A crane is holding a bloc of metal of 10 000kg. If the crane's arm weights 1000kg and is 10,0m long, what is the tension in cable a and how big is the force exerted on the pivot of the cranes arm.
the cable passes through the top of the cranes arm and then is vertical whilst holding the bloc of metal. The angle formed by the cable on the left side with the arm is 10* and is of 45* on the right side of the arm, between it and the bloc of metal + cable. I'm sorry but this is the best way for me the explain the image. The crane is pointing to the right. ANd when do I know when to use sin or cos, I never understand it.
Thank you
To find the tension in cable A and the force exerted on the pivot of the crane's arm, we can break down the problem into separate components and use trigonometry.
1. First, let's calculate the force exerted on the pivot of the crane's arm. We can consider the arm as a lever. The weight of the crane's arm acts as a downward force at a distance of 10.0m from the pivot. Given that the mass of the arm is 1000kg, we can find the force exerted on the pivot using the formula:
Force on the pivot = mass of the arm x acceleration due to gravity
Force on the pivot = (1000kg) x (9.8m/s²)
Force on the pivot = 9800N
2. Now, let's determine the tension in cable A. To do this, we need to consider the forces acting on the block of metal. There are two forces acting on the block: the weight of the block and the tension in cable A.
Let's consider the left side of the arm first. The angle between the cable and the arm is 10°. We can use the sine function to find the vertical component of the tension in cable A:
Vertical component of the tension on the left side = tension in cable A x sin(angle)
Vertical component of the tension on the left side = Tension in cable A x sin(10°)
Considering the right side of the arm, the angle between the cable and the block is 45°. We can use the cosine function to find the vertical component of the tension in cable A:
Vertical component of the tension on the right side = tension in cable A x cos(angle)
Vertical component of the tension on the right side = Tension in cable A x cos(45°)

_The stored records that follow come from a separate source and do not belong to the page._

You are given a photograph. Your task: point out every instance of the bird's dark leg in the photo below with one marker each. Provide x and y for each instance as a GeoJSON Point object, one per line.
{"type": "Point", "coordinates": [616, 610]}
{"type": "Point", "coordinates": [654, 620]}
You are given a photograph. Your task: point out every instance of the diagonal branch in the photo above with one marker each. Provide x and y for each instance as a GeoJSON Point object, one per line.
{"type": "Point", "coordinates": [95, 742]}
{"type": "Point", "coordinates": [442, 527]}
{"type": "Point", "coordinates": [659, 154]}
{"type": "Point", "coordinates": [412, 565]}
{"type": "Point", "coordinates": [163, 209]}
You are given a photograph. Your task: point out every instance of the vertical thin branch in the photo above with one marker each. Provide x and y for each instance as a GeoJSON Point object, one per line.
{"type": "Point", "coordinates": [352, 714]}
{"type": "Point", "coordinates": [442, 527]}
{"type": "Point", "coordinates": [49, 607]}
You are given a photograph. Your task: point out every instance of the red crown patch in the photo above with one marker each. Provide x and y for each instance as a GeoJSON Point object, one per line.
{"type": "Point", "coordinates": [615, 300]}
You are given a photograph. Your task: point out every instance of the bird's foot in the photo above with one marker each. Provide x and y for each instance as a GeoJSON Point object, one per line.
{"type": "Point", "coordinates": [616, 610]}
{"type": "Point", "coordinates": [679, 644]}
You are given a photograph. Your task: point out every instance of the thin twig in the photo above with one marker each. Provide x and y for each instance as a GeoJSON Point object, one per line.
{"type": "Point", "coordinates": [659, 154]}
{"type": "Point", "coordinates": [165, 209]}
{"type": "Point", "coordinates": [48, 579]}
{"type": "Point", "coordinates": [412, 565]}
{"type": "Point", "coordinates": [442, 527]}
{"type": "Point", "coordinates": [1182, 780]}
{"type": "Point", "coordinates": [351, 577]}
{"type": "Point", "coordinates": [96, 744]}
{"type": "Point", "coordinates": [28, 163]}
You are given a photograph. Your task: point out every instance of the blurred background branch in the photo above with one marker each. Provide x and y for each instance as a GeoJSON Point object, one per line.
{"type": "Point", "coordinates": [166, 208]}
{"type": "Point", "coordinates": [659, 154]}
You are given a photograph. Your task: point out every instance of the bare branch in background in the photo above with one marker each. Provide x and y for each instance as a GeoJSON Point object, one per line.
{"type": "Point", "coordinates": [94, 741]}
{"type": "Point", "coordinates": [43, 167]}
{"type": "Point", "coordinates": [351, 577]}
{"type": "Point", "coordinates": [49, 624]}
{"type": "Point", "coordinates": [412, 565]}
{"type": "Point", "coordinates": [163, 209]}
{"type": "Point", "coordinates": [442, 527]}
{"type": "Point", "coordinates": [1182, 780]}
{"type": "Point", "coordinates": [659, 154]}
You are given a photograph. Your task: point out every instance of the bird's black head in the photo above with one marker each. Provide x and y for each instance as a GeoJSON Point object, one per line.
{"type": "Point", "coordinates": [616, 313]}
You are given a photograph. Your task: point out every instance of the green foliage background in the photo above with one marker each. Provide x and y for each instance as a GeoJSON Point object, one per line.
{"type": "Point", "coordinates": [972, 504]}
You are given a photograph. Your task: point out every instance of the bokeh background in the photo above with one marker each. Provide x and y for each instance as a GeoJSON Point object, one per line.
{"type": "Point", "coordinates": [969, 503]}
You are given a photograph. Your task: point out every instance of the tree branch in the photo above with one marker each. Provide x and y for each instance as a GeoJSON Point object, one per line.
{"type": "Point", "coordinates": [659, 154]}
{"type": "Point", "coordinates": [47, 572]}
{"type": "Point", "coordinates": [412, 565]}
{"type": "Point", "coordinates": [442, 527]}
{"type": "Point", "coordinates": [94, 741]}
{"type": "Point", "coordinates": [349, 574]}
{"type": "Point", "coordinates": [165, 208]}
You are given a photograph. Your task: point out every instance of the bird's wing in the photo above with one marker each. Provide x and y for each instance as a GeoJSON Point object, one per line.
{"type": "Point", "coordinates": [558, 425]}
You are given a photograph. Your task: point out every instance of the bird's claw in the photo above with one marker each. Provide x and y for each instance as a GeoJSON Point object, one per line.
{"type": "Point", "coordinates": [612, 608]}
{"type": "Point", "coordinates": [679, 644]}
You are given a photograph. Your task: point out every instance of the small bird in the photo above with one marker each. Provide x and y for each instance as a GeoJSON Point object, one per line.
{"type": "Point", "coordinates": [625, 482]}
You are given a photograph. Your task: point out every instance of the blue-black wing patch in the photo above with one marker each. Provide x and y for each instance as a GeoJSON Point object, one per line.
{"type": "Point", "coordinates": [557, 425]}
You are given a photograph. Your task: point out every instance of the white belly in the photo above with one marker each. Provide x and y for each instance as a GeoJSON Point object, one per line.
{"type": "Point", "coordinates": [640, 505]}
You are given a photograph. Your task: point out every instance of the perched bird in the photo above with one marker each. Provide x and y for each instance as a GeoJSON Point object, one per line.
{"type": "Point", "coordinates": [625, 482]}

Since the vertical components of the tension on both sides must balance the weight of the block, we can set up an equation:
Vertical component of the tension on the left side + Vertical component of the tension on the right side = weight of the block
Tension in cable A x sin(10°) + Tension in cable A x cos(45°) = weight of the block
Tension in cable A x [sin(10°) + cos(45°)] = weight of the block
The weight of the block is given as 10,000kg x 9.8m/s² = 98,000N.
Thus, we can solve for the tension in cable A:
Tension in cable A = weight of the block / [sin(10°) + cos(45°)]
Tension in cable A = 98,000N / [sin(10°) + cos(45°)]
Now, to answer your question about when to use sine or cosine:
- Sine (sin) is used when you have an angle and you want to find the vertical component of a force or vector.
- Cosine (cos) is used when you have an angle and you want to find the horizontal component of a force or vector.
In this case, we used sine to find the vertical component of tension on the left side of the arm and cosine to find the vertical component of tension on the right side.